A high-end department store wanted to build a strong and practical data governance approach that can directly service business insights and analytics needs.
The store wanted to increase its use of customer, product, and other data to gain better business insights and drive informed business decision making. Such a data-driven approach necessitates a strong data governance strategy supported by a strong and future proof enterprise architecture.
We performed a data audit from the Point-of-Sale system through the auditing system all the way to the databases holding the financial, customer, employee, and sales data. We designed a new data structure to allow for easier, simpler, and more transparent reporting through centralizing all data into one entity.
The new structure would accommodate the needs for a lot of reporting planned for review and automation, with the reporting layer remaining the same to futureproof potential structural changes to data.

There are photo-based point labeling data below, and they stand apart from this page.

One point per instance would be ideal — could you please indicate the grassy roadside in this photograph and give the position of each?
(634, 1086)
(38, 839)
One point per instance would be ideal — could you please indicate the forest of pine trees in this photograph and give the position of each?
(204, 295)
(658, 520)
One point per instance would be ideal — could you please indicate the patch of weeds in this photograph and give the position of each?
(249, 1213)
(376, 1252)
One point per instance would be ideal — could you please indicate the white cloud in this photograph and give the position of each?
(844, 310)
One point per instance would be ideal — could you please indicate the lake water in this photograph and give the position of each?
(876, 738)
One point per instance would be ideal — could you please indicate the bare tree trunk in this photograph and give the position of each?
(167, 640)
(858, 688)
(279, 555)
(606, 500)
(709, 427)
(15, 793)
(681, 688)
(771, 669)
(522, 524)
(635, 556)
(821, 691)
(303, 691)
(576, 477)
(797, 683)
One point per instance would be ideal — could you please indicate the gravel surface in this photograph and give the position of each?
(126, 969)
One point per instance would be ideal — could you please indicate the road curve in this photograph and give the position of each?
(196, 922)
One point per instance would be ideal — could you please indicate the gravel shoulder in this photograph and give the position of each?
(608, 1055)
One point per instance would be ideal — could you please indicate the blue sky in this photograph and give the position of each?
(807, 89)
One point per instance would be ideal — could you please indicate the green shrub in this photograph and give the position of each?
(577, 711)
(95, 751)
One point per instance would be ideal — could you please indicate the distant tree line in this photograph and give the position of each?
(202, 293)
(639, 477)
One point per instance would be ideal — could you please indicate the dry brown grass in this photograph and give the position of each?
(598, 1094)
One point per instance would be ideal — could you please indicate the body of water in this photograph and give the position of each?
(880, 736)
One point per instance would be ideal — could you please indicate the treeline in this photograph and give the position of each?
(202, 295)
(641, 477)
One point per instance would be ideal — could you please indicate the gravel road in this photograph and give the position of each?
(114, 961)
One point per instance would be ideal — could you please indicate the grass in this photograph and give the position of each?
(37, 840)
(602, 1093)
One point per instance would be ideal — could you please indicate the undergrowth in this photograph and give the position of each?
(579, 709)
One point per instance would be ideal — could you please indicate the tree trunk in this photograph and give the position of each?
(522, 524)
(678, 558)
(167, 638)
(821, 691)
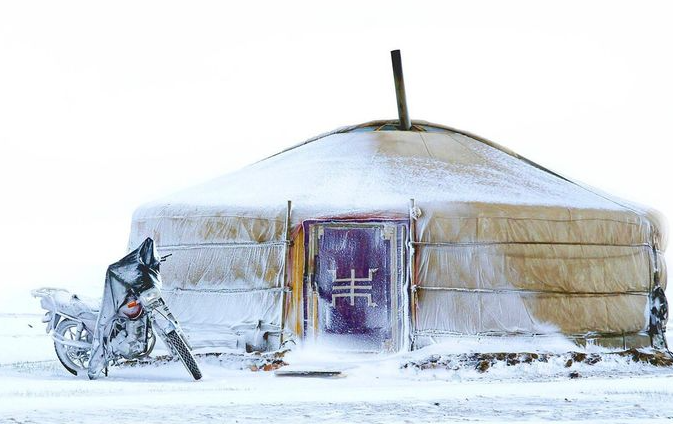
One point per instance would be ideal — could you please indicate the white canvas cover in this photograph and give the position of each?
(503, 245)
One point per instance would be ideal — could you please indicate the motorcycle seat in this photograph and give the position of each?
(63, 301)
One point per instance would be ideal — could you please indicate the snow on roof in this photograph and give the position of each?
(372, 167)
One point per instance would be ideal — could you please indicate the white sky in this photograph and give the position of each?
(106, 106)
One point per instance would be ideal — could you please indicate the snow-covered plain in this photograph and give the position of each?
(34, 388)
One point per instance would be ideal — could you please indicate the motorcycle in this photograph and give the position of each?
(89, 336)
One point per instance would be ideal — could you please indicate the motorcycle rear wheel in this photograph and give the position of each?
(179, 346)
(74, 359)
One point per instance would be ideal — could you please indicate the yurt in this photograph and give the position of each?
(392, 235)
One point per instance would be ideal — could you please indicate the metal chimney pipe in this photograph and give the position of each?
(402, 111)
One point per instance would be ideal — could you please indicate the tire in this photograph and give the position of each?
(178, 345)
(73, 359)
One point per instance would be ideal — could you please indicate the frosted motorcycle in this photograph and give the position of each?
(89, 336)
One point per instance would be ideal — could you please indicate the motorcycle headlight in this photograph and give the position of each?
(150, 296)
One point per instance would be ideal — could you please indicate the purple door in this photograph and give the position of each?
(355, 275)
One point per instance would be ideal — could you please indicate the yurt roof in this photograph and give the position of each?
(373, 169)
(373, 166)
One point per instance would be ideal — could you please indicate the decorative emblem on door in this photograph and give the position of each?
(351, 288)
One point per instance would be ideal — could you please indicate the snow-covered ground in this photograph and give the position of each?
(34, 388)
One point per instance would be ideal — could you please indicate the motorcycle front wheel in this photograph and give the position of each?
(178, 345)
(74, 359)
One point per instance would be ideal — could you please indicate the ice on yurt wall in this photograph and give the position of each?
(496, 245)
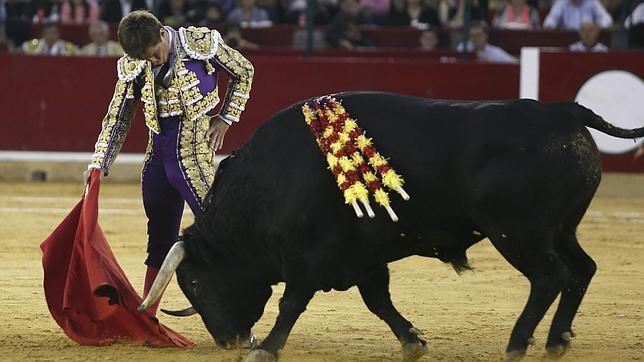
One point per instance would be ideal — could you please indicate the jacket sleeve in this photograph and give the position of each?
(240, 71)
(115, 125)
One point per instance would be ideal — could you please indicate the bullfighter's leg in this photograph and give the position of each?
(531, 253)
(582, 268)
(292, 304)
(163, 207)
(375, 293)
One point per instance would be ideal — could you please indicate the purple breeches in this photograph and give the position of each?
(164, 190)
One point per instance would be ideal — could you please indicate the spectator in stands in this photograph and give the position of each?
(379, 10)
(428, 39)
(213, 16)
(323, 13)
(274, 9)
(247, 14)
(517, 15)
(588, 35)
(343, 32)
(484, 51)
(101, 45)
(415, 13)
(176, 13)
(114, 10)
(233, 38)
(50, 43)
(45, 11)
(451, 12)
(570, 14)
(79, 12)
(634, 24)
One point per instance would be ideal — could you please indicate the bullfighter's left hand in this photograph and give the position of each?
(216, 132)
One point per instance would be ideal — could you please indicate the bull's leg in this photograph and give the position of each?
(292, 304)
(375, 293)
(582, 268)
(534, 257)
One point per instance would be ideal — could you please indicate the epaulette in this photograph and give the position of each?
(30, 46)
(69, 48)
(129, 68)
(199, 43)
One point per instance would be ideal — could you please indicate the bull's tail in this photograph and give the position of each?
(594, 121)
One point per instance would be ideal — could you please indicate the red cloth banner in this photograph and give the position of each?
(87, 292)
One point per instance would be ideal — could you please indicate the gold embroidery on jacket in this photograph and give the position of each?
(114, 127)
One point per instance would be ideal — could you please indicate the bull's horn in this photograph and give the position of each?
(170, 264)
(180, 313)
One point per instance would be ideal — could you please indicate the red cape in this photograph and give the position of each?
(87, 292)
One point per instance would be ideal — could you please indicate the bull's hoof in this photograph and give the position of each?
(557, 350)
(260, 355)
(413, 351)
(516, 355)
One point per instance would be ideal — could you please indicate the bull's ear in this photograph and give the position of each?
(180, 313)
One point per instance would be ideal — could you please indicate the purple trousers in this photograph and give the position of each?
(164, 190)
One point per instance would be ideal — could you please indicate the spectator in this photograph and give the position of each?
(213, 16)
(50, 43)
(452, 12)
(416, 13)
(570, 14)
(323, 13)
(175, 13)
(484, 51)
(634, 24)
(274, 9)
(114, 10)
(343, 30)
(45, 11)
(428, 39)
(79, 12)
(247, 14)
(233, 38)
(517, 15)
(101, 45)
(588, 33)
(379, 10)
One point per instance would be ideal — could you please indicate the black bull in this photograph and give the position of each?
(521, 173)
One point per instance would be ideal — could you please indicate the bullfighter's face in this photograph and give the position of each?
(228, 306)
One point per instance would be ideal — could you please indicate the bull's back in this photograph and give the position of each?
(454, 157)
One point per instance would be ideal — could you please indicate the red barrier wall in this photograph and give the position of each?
(57, 103)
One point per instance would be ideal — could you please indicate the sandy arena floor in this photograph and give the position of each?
(466, 318)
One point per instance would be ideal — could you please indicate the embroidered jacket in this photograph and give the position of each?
(182, 97)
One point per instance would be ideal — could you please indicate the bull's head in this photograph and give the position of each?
(229, 304)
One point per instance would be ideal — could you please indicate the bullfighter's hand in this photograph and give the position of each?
(86, 176)
(216, 132)
(640, 152)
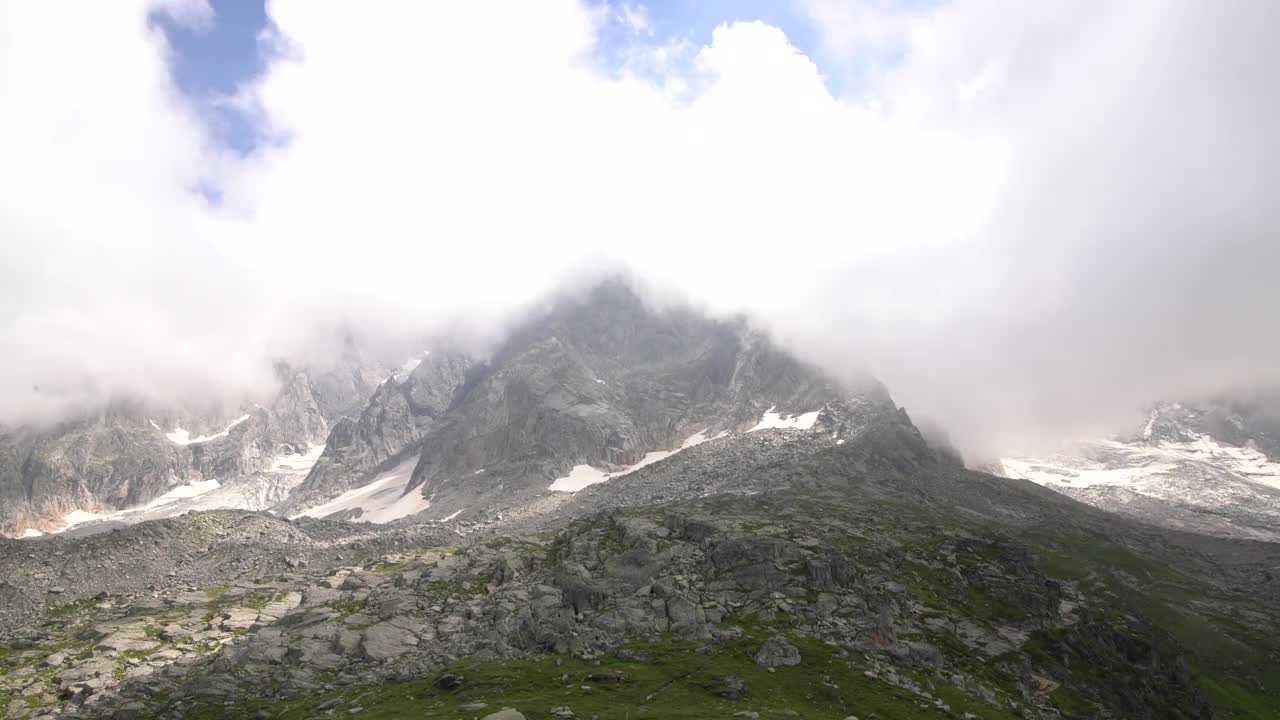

Benefits of the new data structure:
- Easier, simpler, and more transparent reporting through centralizing all data into one entity.
- “Fast” availability of clean data in a new entity without jeopardizing existing reporting, infrastructure, and operational activities. Data audit required on the current architecture.
- The new structure will accommodate the needs for a lot of reporting planned for review and automation e.g. private shopping, performance marketing, strategic divisional reporting, weekly trade report, etc.
- Additional data can be easily implemented to accommodate for the evolving reporting needs e.g. promotions, digital analytics, etc.
- An opportunity to evaluate new technologies in an agile and controlled way e.g. PBI as a visualization solution.
- Test run a fully documented process starting from requirements capture, priority, complexity, and time investment assessment all the way to automation and visualization.
- The reporting layer will remain the same in the situation of a potential future change of existing databases. The only affected part of the proposal will be the staging.
Model implementation and automation:
Added value to business strategy:
The solution empowered data and business analysts as well as business users to create and use reports in a simpler, faster, easier, and more transparent way, spending more time on taking strategic decisions based on data-driven insights.
Data users were able to focus on deriving data insights by using more advanced and complex tools from an infrastructure framework which will be sustainable despite planned technology changes.
Documentation best practices and templates were added for the Data Analysis team to follow and standardize. Therefore, the lack of documentation was not in the way of the team anymore. The decision-making process was based on facts and timely data insights.